Individual Pd nanowire hydrogen sensors fabricated by electron-beam lithography

We report on the hydrogen gas (H2) sensing performance of lithographically patterned Pd nanowires as a function of the nanowire thickness and H2 concentration. A combination of electron-beam lithography and a lift-off process has been utilized to fabricate four-terminal devices based on individual Pd nanowires with width w = 300 nm, length l = 10 microm, and thickness t = 20-400 nm from continuous Pd films. The variation of the resistance and sensitivity at 20 000 ppm H2 of Pd nanowires was found to be much lager than at 10 000 ppm H2, which can be explained by an alpha-beta phase transition occurring at 20 000 ppm H2. This is confirmed by the observation of hysteresis behavior in the resistance versus H2 concentration for Pd thin films.

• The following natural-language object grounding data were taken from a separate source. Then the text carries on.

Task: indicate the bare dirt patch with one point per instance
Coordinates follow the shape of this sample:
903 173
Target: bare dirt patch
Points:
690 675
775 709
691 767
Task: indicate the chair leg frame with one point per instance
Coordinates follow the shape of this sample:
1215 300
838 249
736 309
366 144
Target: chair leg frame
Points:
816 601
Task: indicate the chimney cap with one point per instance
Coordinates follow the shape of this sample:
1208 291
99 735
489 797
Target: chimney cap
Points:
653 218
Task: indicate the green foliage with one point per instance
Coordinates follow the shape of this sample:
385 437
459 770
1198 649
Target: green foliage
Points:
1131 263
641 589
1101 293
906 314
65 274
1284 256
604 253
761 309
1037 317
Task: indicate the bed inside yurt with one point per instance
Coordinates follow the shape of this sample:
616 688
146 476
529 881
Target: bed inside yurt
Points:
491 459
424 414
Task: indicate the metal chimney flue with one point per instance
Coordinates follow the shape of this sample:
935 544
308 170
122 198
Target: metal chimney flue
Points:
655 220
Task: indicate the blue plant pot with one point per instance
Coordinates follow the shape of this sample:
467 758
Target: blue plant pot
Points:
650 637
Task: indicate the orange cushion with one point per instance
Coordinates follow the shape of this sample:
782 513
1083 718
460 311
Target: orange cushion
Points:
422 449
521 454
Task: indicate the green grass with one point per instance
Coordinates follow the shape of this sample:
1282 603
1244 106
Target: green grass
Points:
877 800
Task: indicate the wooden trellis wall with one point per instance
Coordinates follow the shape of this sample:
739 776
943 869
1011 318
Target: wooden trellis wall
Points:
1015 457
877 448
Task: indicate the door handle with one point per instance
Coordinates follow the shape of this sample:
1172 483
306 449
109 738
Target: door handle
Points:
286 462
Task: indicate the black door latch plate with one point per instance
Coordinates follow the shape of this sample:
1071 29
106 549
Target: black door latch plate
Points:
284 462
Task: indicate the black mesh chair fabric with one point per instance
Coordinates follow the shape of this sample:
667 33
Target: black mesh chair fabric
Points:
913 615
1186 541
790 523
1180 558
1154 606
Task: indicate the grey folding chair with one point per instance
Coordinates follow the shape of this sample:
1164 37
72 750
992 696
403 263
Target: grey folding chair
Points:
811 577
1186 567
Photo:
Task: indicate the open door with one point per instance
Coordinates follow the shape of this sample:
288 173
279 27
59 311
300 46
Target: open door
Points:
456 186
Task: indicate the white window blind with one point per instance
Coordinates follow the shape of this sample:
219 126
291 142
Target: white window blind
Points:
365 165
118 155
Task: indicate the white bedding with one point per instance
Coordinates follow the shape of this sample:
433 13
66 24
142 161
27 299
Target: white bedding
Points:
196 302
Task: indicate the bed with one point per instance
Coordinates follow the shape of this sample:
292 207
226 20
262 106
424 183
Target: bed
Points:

The response time was found to decrease with decreasing thickness regardless of H2 concentration due to a higher surface-to-volume ratio and a higher clamping effect. A single Pd nanowire with t = 100 nm was found to successfully detect H2 at a detection limit of 20 ppm. Our results suggest that lithographically patterned Pd nanowires can be used as hydrogen gas sensors to quantitatively detect H2 over a wide range of concentrations.